Born in Trier to a middle-class family, Marx later studied political economy and Hegelian philosophy. As an adult, Marx became stateless and spent much of his life in London, England, where he continued to develop his thought in collaboration with German thinker Friedrich Engels and published various works. His two most well-known are the 1848 pamphlet The Communist Manifesto and the three-volume Das Kapital. His work has since influenced subsequent intellectual, economic and political history.
Marx's theories about society, economics and politics—collectively understood as Marxism—hold that human societies develop through class struggle. In capitalism, this manifests itself in the conflict between the ruling classes (known as the bourgeoisie) that control the means of production and working classes (known as the proletariat) that enable these means by selling their labour power in return for wages. Employing a critical approach known as historical materialism, Marx predicted that, like previous socioeconomic systems, capitalism produced internal tensions which would lead to its self-destruction and replacement by a new system: socialism. For Marx, class antagonisms under capitalism, owing in part to its instability and crisis-prone nature, would eventuate the working class' development of class consciousness, leading to their conquest of political power and eventually the establishment of a classless, communist society constituted by a free association of producers.

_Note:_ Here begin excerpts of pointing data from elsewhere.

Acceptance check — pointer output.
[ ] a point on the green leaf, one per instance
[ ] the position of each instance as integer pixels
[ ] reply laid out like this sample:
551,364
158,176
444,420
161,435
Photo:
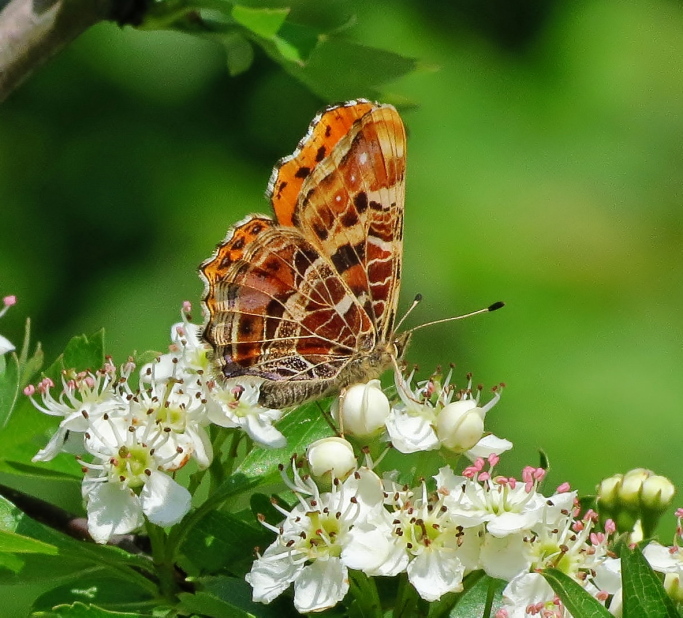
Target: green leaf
643,593
104,592
574,596
19,544
83,352
79,610
338,69
301,427
227,597
221,540
9,386
482,596
295,42
262,22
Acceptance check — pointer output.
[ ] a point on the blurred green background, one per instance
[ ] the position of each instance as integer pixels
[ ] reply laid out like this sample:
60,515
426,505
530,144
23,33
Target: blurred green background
544,170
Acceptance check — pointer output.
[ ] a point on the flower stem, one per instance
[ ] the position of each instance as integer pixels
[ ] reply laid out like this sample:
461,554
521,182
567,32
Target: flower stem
365,595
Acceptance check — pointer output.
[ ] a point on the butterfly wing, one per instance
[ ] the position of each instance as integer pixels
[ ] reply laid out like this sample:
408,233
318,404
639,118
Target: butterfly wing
292,301
350,178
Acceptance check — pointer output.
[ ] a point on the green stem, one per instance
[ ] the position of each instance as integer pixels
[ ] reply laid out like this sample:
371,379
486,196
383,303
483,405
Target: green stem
162,561
406,599
364,591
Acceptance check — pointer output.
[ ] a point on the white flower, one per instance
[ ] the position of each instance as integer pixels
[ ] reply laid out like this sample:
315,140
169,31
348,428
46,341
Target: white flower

Marx actively fought for its implementation, arguing that the working class should carry out organised revolutionary action to topple capitalism and bring about socio-economic emancipation.
Marx has been described as one of the most influential figures in human history and his work has been both lauded and criticised. His work in economics laid the basis for much of the current understanding of labour and its relation to capital, and subsequent economic thought. Many intellectuals, labour unions, artists and political parties worldwide have been influenced by Marx's work, with many modifying or adapting his ideas. Marx is typically cited as one of the principal architects of modern social science.